‘Champayne’ anyone?

The village, that is!

LAST week, the Pepperpot Magazine visited the rice-producing village of Champayne, Burma Road, Mahaicony to highlight the way of life of the locals.

Champayne village is divided into two sections, east and west, and according to elders in the community, it was in the west all the people resided until it started being more developed.
Most of the villagers moved upfront instead of remaining three and a half miles down a mud dam.

The village is tucked away between Calcutta and Catherine, and it is found several miles down the Burma Road, Mahaicony.

Champayne village is a tiny community with dwelling houses scattered all over the land and it is a large-scale rice-producing place with vast rice fields that go on for miles. Champayne is a little village at one side of Burma Road with rice fields surrounding it.

The village comprises of mostly Indo Guyanese farmers, and they are hard workers who toil the lands to earn.

The dwelling houses are mostly in one row and side by side while some are behind each other and it takes a bit of walking down a muddy track to get to those houses.

The people of Champayne village are curious but friendly and will not hesitate to invite you to sit and chat for a bit, even though they are go-getters; busy people doing the most they can to earn.

It is a place of rice farmers and this community produces a lot of rice all year round, but the people are simple and down-to-earth.

Champayne is a breezy and very quiet place to reside and enjoy the life of a being a farmer.

A handful of locals are cash crop farmers who mostly plant for self-sufficiency while others sell their produce.

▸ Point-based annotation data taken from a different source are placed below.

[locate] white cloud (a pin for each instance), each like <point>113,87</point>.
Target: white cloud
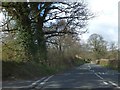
<point>106,21</point>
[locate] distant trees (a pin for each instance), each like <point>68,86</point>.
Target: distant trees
<point>98,46</point>
<point>38,24</point>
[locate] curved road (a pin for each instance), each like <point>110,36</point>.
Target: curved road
<point>87,76</point>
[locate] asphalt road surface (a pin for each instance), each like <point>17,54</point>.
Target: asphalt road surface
<point>87,76</point>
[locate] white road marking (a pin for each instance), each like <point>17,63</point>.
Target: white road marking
<point>25,86</point>
<point>114,84</point>
<point>105,83</point>
<point>47,79</point>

Along Burma Road there is the sprawling complex of the Guyana Rice Development Board and Research Centre.

No public transportation system goes through this village, and those without their own vehicles have to utilize taxis, which is costly and run up to $1,000 per one-way trip to the main public road.

Sections of the main access road is asphalted while; other sections are crush and run, and the last leg is made up of a mud dam.

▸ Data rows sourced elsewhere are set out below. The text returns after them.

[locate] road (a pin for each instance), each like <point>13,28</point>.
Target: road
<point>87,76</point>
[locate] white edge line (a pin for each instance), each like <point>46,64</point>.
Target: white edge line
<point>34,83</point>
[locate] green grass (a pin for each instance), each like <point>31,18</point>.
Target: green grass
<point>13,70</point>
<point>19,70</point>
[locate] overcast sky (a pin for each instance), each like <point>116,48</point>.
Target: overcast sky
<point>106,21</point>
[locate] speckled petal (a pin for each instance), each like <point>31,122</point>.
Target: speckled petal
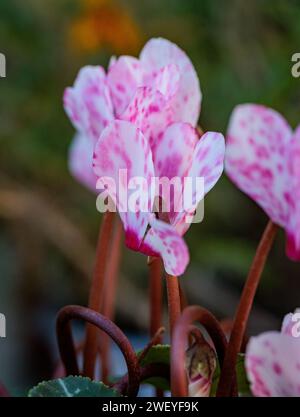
<point>80,161</point>
<point>123,147</point>
<point>156,54</point>
<point>149,110</point>
<point>256,158</point>
<point>207,163</point>
<point>88,103</point>
<point>163,240</point>
<point>273,365</point>
<point>124,76</point>
<point>293,199</point>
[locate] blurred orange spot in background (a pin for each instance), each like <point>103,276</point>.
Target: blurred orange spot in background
<point>104,24</point>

There is a tiny wooden mandir at the edge of the village, on one side, and it is near two drainage canals.

Burma Road is about six miles to the end and only part of it is all-weather road and at the back, there is Air Services airfield and along the road there is Saj Rice Mill and many old and abandoned buildings that were once occupied when the area was abuzz with activities.

On this road, there is a village called Burma Housing Scheme and it has descendants of some of the first settlers.

Burma Housing Scheme has some houses, two shops, a school and rice fields. It was established in 1968 when the rice mill was then state-owned and things were good in Burma.

Back then, they had more than 600 workers at the rice mill and people from all over came to find work and eventually settled in the village.

Sadly today, only sections of large, sprawling, old, weathered buildings remain of what was once a booming rice mill which was eventually privatised.

Some old oil boilers, workshops, stores, mills, and silos are still there, but many outbuildings, such as the administrative building, are gone.

“At that time, the train used to pass through the village carrying parboiled rice and other goods and when the rice mill operations folded, it was leased to some foreigners and today a group of foreign investors are operating the rice mill,” Chairman of Burma Housing Scheme, Japeth Williams said in an interview last year.

Williams remembered that when he used to work at the MARDS Rice Mill, the area was transformed into a large shopping plaza where people were plentiful, selling all kinds of things and people used to stay overnight for the Friday Market Day.

He recalled that Friday was pay day for rice workers and it was big spending then and things were really good.

Williams reported that Burma Housing Scheme was developed for rice mill workers because then the government allocated lots to rice mill workers and government houses were built for them. Just two of these colonial-style wooden houses still exist.

“The sad part about living in here is we do not have the rice lands to cultivate rice but the outsiders do. Many acres of lands were leased to them and they have control of it,” Williams said.
Williams added that even though lands were promised to them, they never benefitted except for 23 acres, which the villagers rotate to plant rice.